Taking the instrument here in question in its entirety without the aid of any extraneous circumstances, it cannot be said, with any degree of certainty, that this instrument was intended by the writer as a testamentary disposition of any of her property, and therefore in its construction the court is forced to an examination of the circumstances under which it was written and such other extraneous circumstances as are presented and appear to have a bearing on the testamentary question.

At the outset, it is significant that the two instruments— the will of June 24, 1928, and the contested document of July 28, 1931—are both holographic in form; but the former is drawn with much technical detail and care, showing a belief in the testator of the necessity of a formal document to effect a disposition of her estate, while the latter shows no such care, but is merely in the form of an abbreviated note which expresses an apparent fear of the result of her impending operation, some suggestions as to the services at her funeral and the disposition of her remains, and some advice to her nephew to whom the note is addressed, and an expression of a desire that he should have $5,000 immediately upon her death. Another very significant cir*101cumstance is found in the concluding sentence of this document, in which she advises that her will is in her safe deposit box in the Oakland Bank. There is no discussion or suggestion that that will should be changed. There is nothing in this document to indicate that it is intended to change the terms of that will. On the contrary, she indicates with the last sentence of this note that the document therein referred to is her will and directs where it is to be found. While at the time of her death the value of her estate was such that, by the terms of her will of June, 1928, this nephew would not receive in all a sum equal to $5,000, it is extremely probable that at the time she penned the letter of July, 1931, she was still under the impression that her bequest to him would amount to that sum; and it is far more reasonable to assume that that was in her mind when she wrote this note than to assume the other conclusion contended for here; that she was intending thereby to execute a codicil to her former will.
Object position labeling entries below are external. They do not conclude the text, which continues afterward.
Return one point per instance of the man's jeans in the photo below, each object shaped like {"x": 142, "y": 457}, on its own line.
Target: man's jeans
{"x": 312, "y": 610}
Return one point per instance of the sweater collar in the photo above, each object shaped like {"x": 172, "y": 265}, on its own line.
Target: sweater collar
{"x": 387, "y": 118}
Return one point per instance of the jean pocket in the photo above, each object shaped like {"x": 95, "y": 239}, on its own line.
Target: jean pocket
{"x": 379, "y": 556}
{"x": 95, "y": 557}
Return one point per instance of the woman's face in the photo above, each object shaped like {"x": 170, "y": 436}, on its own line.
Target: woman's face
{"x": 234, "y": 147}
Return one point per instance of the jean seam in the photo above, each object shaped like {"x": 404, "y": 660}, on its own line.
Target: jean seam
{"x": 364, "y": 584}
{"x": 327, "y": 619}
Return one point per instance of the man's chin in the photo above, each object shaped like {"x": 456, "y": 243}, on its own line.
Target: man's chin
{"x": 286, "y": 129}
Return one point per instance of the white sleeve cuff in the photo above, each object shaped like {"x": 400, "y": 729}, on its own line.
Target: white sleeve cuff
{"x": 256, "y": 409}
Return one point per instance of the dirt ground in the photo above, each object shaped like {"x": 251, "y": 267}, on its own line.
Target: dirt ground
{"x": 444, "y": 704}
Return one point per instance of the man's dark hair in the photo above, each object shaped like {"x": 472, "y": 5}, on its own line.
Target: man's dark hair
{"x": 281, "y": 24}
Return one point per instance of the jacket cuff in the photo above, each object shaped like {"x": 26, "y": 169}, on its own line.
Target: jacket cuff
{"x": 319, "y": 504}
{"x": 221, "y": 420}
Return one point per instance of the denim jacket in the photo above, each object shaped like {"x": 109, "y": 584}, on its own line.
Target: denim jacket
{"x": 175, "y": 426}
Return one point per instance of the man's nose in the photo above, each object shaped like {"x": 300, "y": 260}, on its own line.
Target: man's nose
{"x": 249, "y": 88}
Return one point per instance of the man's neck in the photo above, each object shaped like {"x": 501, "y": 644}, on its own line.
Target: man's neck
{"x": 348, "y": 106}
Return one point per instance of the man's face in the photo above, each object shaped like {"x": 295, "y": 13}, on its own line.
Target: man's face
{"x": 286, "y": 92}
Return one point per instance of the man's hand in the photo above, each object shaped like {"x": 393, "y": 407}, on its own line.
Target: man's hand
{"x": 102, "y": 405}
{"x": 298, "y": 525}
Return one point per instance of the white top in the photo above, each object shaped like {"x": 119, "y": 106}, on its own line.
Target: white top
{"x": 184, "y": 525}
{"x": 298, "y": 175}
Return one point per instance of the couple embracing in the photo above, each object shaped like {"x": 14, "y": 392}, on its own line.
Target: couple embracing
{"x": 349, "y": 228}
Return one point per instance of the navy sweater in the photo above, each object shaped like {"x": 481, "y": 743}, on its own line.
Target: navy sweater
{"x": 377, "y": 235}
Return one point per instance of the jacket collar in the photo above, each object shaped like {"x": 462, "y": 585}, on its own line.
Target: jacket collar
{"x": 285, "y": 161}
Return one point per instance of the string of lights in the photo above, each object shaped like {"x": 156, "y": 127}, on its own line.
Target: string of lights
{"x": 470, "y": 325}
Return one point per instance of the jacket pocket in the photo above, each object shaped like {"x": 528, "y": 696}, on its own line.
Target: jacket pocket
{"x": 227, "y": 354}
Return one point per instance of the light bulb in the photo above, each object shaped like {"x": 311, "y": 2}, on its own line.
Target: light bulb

We are of opinion that the instrument in question was not intended to be testamentary in character. This conclusion renders it unnecessary to pass upon the other questions raised. Accordingly, the order appealed from is affirmed.

Tyler, P. J., and Cashin, J., concurred.

A petition by appellant to have the cause heard in the Supreme Court, after judgment in the District Court of Appeal, was denied by the Supreme Court on September 13, 1934.

Seawell, J., and Preston, J., voted for a hearing.